Steven Bramwell (left) and Sean Giblin.

Unlike electricity, which is carried by packets of negative or positive charge in the form of electrons or ions, magnetism was not thought to reside in particle form. It always seemed to exist on a larger scale and to be in 'dipole' form — one end of a magnet is 'north', the other 'south'.

It's the most exciting experiment I've ever done, because it closed the loop between theory and experiment.

But a small cadre of mathematical physicists have been theorizing about magnetic monopoles — discrete atom-sized packets of either north or south forces, analogous to electric charge. Now one team, led by Steven Bramwell at University College London and Sean Giblin at the Rutherford Appleton Laboratory in Chilton, UK, have demonstrated physical evidence for currents of such magnetic charge, which they term magnetricity. “It's the most exciting experiment I've ever done,” Bramwell says, “because it closed the loop between theory and experiment.”
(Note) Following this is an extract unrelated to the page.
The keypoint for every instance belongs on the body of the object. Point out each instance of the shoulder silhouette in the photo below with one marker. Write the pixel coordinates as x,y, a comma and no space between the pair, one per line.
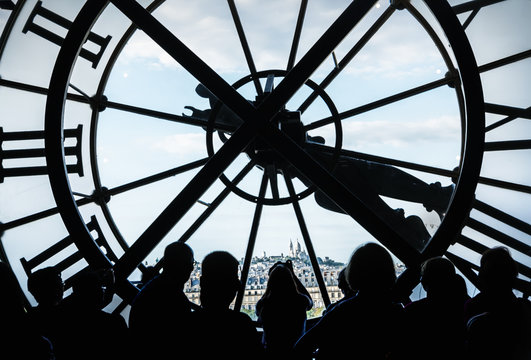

The road to success began with Bramwell's group's 1997 discovery of spin ice — a type of material with unusual magnetic properties1. Spin ice is a frustrated system that has no magnetic order. The pairwise magnetic interactions between spinning atoms in spin ices do not result in ordered arrangements of atomic magnetic dipoles. Instead, these interactions adopt a disordered arrangement analogous to that resulting from unequal bond lengths — another example of frustrated pairwise interactions — in solid water, or ice. “It's a special and interesting arrangement that stays disordered down to absolute zero,” Bramwell says.

In water or water ice, H2O molecules can split to form a small concentration of H+ and OH ions that drift apart and carry electric current, acting as mobile charges. Bramwell wondered whether the analogous defects in the magnetic structure of spin ice might also drift apart, creating currents. “I spent years and years thinking about how to detect them,” he says.

Inspiration came about two years ago, when a team led by Claudio Castelnovo at the University of Oxford, UK, proposed that magnetic monopoles could emerge in spin ice2. Their theoretical paper suggested that the defects in the spin ice's magnetic structure are effectively magnetic particles that behave like ionic charges. “Only when that paper came out did I start making headway,” Bramwell says. The paper demonstrated, at least in theory, that magnetic defects in spin ice are analogous to the ions in water ice not only in position, “but also in the way they interact”.

This conjecture allowed Bramwell to make a key prediction based on an old equation. Because he has a background in chemistry, he was “vaguely aware” of the equation, put forth by future Nobelist Lars Onsager in 1934, that described a relationship between the strength of an electric field and the disassociation of ions in water3. On the basis of the Castelnovo paper, Bramwell reasoned that a magnetic charge might respond to a magnetic field in the same way that ions in water ice accelerate in response to an electric field. He therefore wanted to apply a magnetic field to spin ice and see whether he could measure the drift of magnetic ions.

The next challenge was how to take such measurements. Fortunately, Bramwell had begun collaborating with Giblin, who works on the muon spectrometer at the Science & Technology Facilities Council's ISIS facility — a 'supermicroscope' that can be used to study materials at the atomic level. “A muon can be used as an atomic bar magnet,” Giblin says. “It is implanted into a sample, where it is incredibly sensitive to local magnetic fields and will give a distinct signal.”

After measuring magnetic fluctuations in spin ice, “It became apparent quite quickly that it was doing what we expected,” Giblin says. They plugged their experimentally derived values into the Onsager equation and the result they obtained — an elementary unit of magnetic charge — precisely matched Castelnovo's 2008 prediction. Giblin's response, he recalls, was “It's real. Let's go to the pub. And then let's measure some more.”

They were so excited, Bramwell says, “We submitted the first draft of the paper to Nature only four days after the end of the experiment.” (See page 956.) With its publication, textbooks may need rewriting. “The result that these things are magnetic charges is quite an extraordinary one — that they move around freely of each other,” Bramwell says. “It doesn't break the laws of physics, but magnetic charge has not previously been thought to be something that can carry current like electric charge at the atomic scale.”